優は、震える手でその記録を開いた。そこには、マヤという存在が、誰かの記憶の中で今も生きていることが綴られていた。淡いフィルム写真の笑顔、かすれた文字の行間に宿る切なさ。読むたびに、胸の奥で封じ込めた痛みが疼き出した。


──忘れられない声。

──名前を呼ばれた瞬間のあたたかさ。

──そして、最後に交わした言葉。


優は思わず、パソコンを閉じる。ディスプレイの光が消え、部屋が急に暗闇に沈む。心臓の鼓動だけが耳の奥に残り、闇の中に置き去りにされた自分の息遣いが、やけに大きく響いた。


(なぜ……なぜ、こんなことに……)


机に肘をつき、額を押さえる。頭が痛む。マヤの声が──あの一言が、脳裏で繰り返される。過去と現在の境界が曖昧になり、現実感が薄れていく。記憶が呼び覚まされるたびに胸が締め付けられ、呼吸が乱れた。

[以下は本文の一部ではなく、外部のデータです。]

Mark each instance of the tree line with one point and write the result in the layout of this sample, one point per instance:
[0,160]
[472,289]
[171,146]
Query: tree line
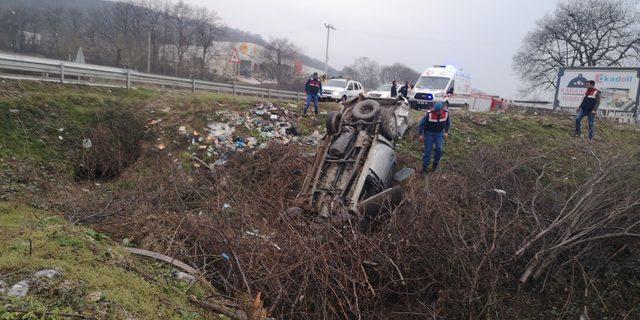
[371,74]
[579,33]
[165,37]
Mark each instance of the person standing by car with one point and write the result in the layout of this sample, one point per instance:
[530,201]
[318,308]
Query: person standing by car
[394,89]
[404,90]
[588,108]
[312,88]
[434,129]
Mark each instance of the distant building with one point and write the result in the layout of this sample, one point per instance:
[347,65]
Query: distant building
[31,39]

『もし、私がいなくなっても、私の物語を書いてくれる?』


その言葉が、ずっと胸の中に残っていた。まるで呪いのように、優の筆を縛り続けていた。机の隅に置かれた古いノートの背表紙が視界に入り、過去と現在が交錯する。ページをめくれば、彼女の笑顔がまた蘇る──そんな恐怖すら覚えた。


──そして今。


“マヤ”の姿を借りて、誰かがその続きを生きようとしている。その“誰か”は、どこまで知っているのか。マヤの記憶なのか、それとも、まったく新しい“誰か”なのか。物語を書いているのは、間違いなく、俺だ。けれど、今書かれているのは──誰の記憶だ?

優は立ち上がり、静かに呟いた。窓の外に広がる夜景が滲んで見える。街の灯りが星のように瞬き、過去と未来を繋ぐように揺れていた。


「……君は、誰だ?」

「これは、俺が書いた物語か?彼女のリアルか?それとも──」


──その声は、誰に届くのだろう。